I nod, agreeing. “The laundry.” It makes the most sense. The laundry’s on the ground floor, and the grate they installed last year to vent the steam and condensation from the dryers was never bolted down. John, the school’s resident custodian slash handyman, usually does a good job with things like that, but for some reason he overlooked that one small detail. Lucky for us, really. When we reach the rear western corner of the building, Pax clambers through the undergrowth that’s sprouted up since I last came back here, holding it back so I can follow him. He has the grate off the vent and he’s shimmied in through the two-foot by two-foot opening seconds later. I’m right on his heels.

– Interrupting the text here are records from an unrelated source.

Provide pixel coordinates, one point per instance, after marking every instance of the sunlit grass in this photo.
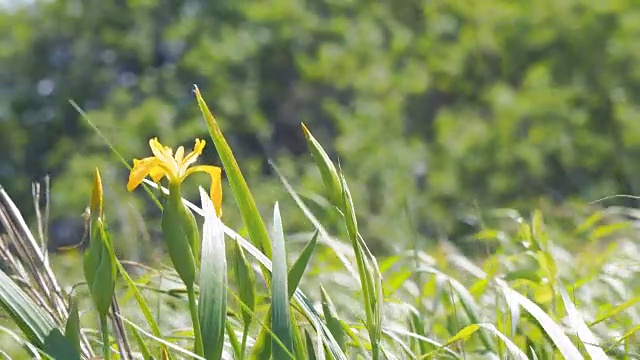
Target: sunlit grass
(326, 296)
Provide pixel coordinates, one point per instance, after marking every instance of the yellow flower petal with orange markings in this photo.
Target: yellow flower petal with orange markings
(176, 168)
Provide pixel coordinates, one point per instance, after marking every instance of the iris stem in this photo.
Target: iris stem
(106, 349)
(197, 331)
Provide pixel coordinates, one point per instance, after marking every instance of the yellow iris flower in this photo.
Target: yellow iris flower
(176, 168)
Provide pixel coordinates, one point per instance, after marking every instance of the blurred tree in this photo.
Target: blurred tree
(449, 104)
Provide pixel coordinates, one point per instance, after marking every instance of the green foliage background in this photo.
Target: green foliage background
(450, 106)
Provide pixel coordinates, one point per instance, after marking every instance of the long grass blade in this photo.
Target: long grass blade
(246, 204)
(300, 265)
(584, 333)
(280, 317)
(301, 299)
(212, 304)
(32, 321)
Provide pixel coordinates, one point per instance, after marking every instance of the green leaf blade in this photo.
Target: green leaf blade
(280, 317)
(212, 304)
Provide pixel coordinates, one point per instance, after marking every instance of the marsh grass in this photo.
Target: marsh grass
(328, 297)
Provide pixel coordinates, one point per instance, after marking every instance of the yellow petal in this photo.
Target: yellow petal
(192, 156)
(216, 183)
(163, 153)
(179, 154)
(141, 168)
(96, 195)
(156, 173)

The laundry smells pretty much the way you’d expect it to smell: detergent and bleach, underpinned by the faint whiff of starch. Unlike most boarding schools, the machines aren’t coin operated. A lot of Wolf Hall’s students come from exceedingly wealthy families and have parents who’d cringe at the thought of their child doing something so pedestrian as feeding loose change into an industrial top loader. The rows of washers and dryers here are top of the line, sleek-looking things with flashing lights, programmable from an app. The blue glow they cast off provides some light as Pax and I make our way out of the laundry and into the hall.

We’re at the wrong end of the building right now. A syrupy silence hangs in the air as we tread carefully down the steps, past the night guard’s office. I hold my breath, waiting for Hugh to come storming out of the little room where he watches SNL all night. I grab Pax by the scruff of his shirt, mouthing for him to wait, which he isnothappy about.

I need to listen. I need to hear…

A spluttered cough; A snort; The dry catch in someone’s throat, just before they begin to snore: Hugh is sleeping on the job.

“Get the fuck off me!” Pax hisses.

“Just move.”

We jog as quietly as we can toward the entrance of the building, to the room on the right where we attend our English classes. The door’s locked. Can I pick said lock? Yeah, sure I can. I’m nowhere near as proficient at it as Pax, though, so I leave that up to him.